The payments startup notified employees of the change last week, according to an email seen by Sifted.
The price at which current and former Checkout.com employees can exercise their stock options — known as the strike price — had been reduced to $55 a share, down from $65 a share at the last downgrade, four sources said. It’s a cut that implies a new internal valuation of around $9.35bn for the company.
Checkout.com already cut its internal valuation to $11bn in November last year. This fresh cut represents a 77% drop from the $40bn valuation that investors gave the payments company at its last funding round in January 2022.
“The tech sector at large has been adversely affected by the macroeconomic environment and rising interest rates,” Checkout.com’s chief people officer Kerry Van Voris wrote last week in the email, seen by Sifted.
“While this may appear negative, it actually offers the opportunity to capture more financial upside over time for newly issued shares at a lower strike price, hence a good thing,” Voris wrote.
When a startup lowers its internal valuation, it allows it to offer employees equity at a lower price — something that other growth stage companies like Stripe and Instacart have also done in the past few months.

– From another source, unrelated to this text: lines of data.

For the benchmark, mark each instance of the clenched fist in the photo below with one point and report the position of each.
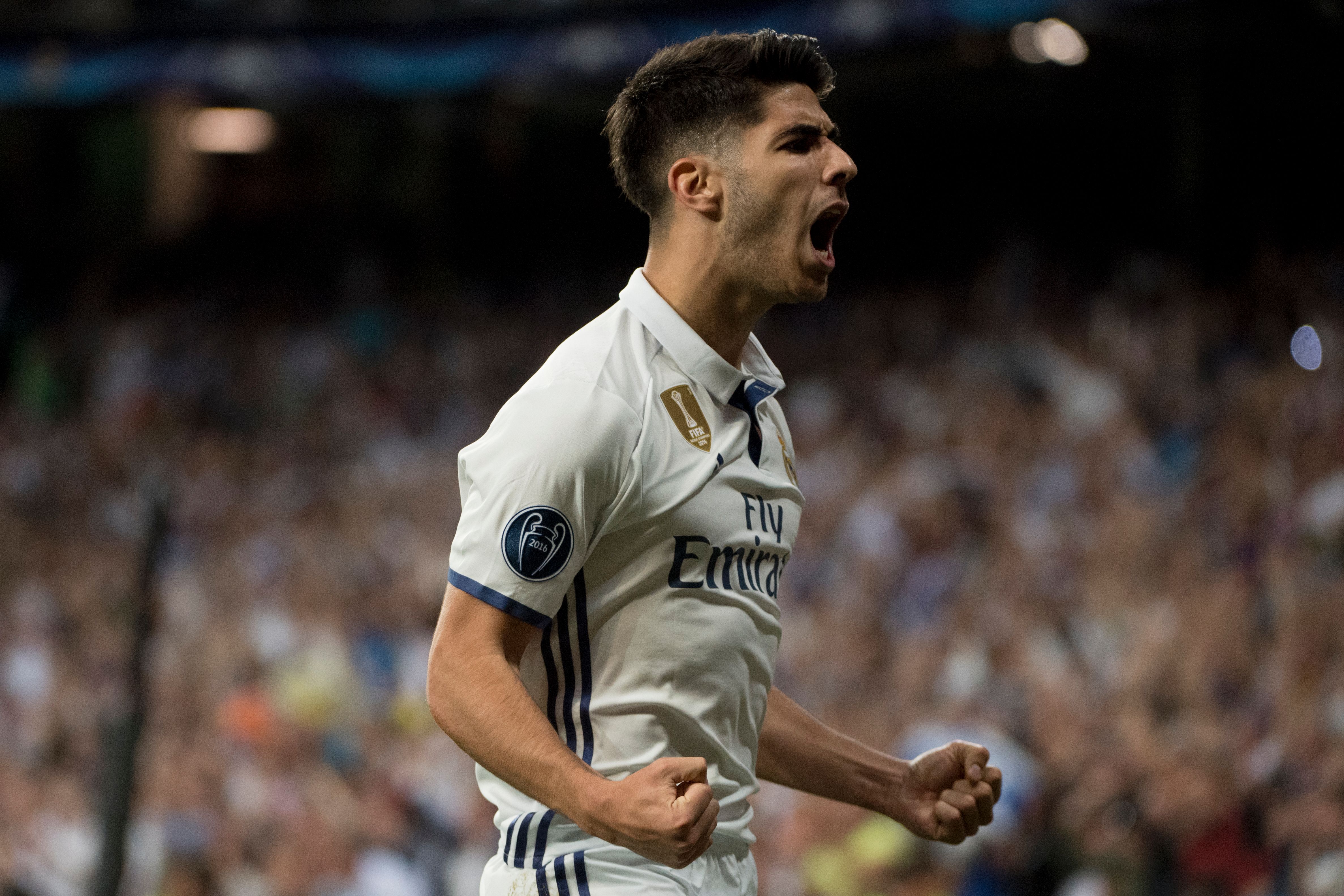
(664, 812)
(948, 793)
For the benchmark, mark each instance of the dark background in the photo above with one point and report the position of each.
(1205, 129)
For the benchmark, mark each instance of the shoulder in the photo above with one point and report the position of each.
(585, 405)
(609, 358)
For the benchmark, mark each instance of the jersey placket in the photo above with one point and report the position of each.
(748, 395)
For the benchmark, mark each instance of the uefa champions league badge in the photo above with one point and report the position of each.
(538, 543)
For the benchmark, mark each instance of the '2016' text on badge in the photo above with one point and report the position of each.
(687, 417)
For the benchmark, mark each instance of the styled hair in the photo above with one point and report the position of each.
(685, 97)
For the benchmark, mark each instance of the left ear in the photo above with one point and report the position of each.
(698, 186)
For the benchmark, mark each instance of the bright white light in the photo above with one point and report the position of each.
(226, 131)
(1023, 42)
(1048, 39)
(1060, 42)
(1307, 347)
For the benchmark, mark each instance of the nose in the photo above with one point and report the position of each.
(841, 168)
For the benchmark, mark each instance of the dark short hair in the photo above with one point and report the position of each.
(686, 93)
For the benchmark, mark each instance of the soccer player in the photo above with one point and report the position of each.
(609, 632)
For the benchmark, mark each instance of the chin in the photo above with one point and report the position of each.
(808, 292)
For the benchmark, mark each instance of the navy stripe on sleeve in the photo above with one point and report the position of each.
(508, 840)
(521, 847)
(553, 680)
(585, 666)
(562, 882)
(581, 874)
(497, 600)
(562, 624)
(542, 827)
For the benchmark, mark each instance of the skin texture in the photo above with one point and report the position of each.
(734, 242)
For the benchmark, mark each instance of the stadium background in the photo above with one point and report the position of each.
(1069, 492)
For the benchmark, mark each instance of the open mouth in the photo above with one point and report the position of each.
(824, 229)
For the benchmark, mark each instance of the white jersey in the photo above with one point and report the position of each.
(636, 502)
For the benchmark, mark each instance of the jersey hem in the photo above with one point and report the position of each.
(497, 600)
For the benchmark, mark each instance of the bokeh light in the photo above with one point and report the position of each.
(228, 131)
(1307, 347)
(1049, 39)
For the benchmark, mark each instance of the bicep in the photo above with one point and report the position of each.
(470, 628)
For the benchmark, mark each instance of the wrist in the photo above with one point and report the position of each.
(892, 803)
(593, 805)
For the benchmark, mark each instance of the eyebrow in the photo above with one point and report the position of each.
(810, 131)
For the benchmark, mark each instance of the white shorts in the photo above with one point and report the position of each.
(614, 871)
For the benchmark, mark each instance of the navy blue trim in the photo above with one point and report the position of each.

But Checkout.com’s internal valuation reset also serves as another indication of how much growth-stage startups’ investor-assigned valuations may be out of sync with their current market value, amid a global funding squeeze.

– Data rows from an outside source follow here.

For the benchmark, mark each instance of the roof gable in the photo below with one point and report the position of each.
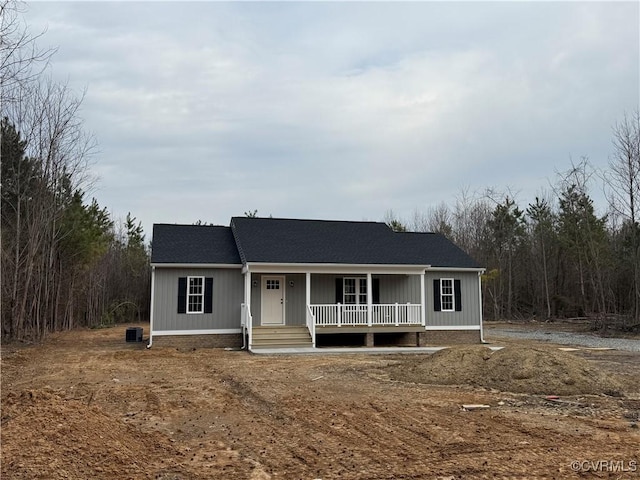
(278, 240)
(197, 244)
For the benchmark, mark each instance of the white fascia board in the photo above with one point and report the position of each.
(454, 269)
(452, 327)
(221, 331)
(339, 268)
(197, 265)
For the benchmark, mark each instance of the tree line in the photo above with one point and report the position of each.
(65, 261)
(555, 257)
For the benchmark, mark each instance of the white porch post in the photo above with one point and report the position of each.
(247, 288)
(423, 309)
(151, 309)
(369, 299)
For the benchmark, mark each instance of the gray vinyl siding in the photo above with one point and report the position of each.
(393, 288)
(295, 313)
(228, 294)
(470, 314)
(399, 288)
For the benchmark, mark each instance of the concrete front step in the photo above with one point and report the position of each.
(280, 337)
(282, 329)
(281, 345)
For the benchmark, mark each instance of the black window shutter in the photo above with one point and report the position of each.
(436, 295)
(457, 291)
(375, 292)
(208, 295)
(339, 292)
(182, 295)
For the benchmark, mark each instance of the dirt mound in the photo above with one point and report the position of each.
(47, 436)
(520, 370)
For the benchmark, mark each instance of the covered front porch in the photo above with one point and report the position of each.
(280, 304)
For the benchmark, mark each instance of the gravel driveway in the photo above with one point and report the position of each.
(567, 338)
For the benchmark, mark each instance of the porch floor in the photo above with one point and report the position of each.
(352, 350)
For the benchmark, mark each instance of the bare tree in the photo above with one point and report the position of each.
(623, 193)
(21, 60)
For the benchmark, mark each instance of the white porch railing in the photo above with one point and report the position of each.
(355, 315)
(311, 325)
(246, 324)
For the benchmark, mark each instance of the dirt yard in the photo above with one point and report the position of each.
(86, 404)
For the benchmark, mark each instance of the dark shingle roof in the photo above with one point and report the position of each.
(278, 240)
(193, 244)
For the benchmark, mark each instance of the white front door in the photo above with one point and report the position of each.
(273, 300)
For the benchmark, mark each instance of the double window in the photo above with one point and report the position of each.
(195, 295)
(447, 300)
(447, 295)
(355, 291)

“Resetting our 409a allows us to grant new equity at a more favorable strike price,” a spokesperson for Checkout.com told Sifted. “Given we continue to see healthy growth across both volume and revenue globally, we want to make sure that our employees can take part in the upside.”
A 409a is often referred to as the tax valuation of a company — an independent assessment of a private company’s fair market value that allows it to price its shares.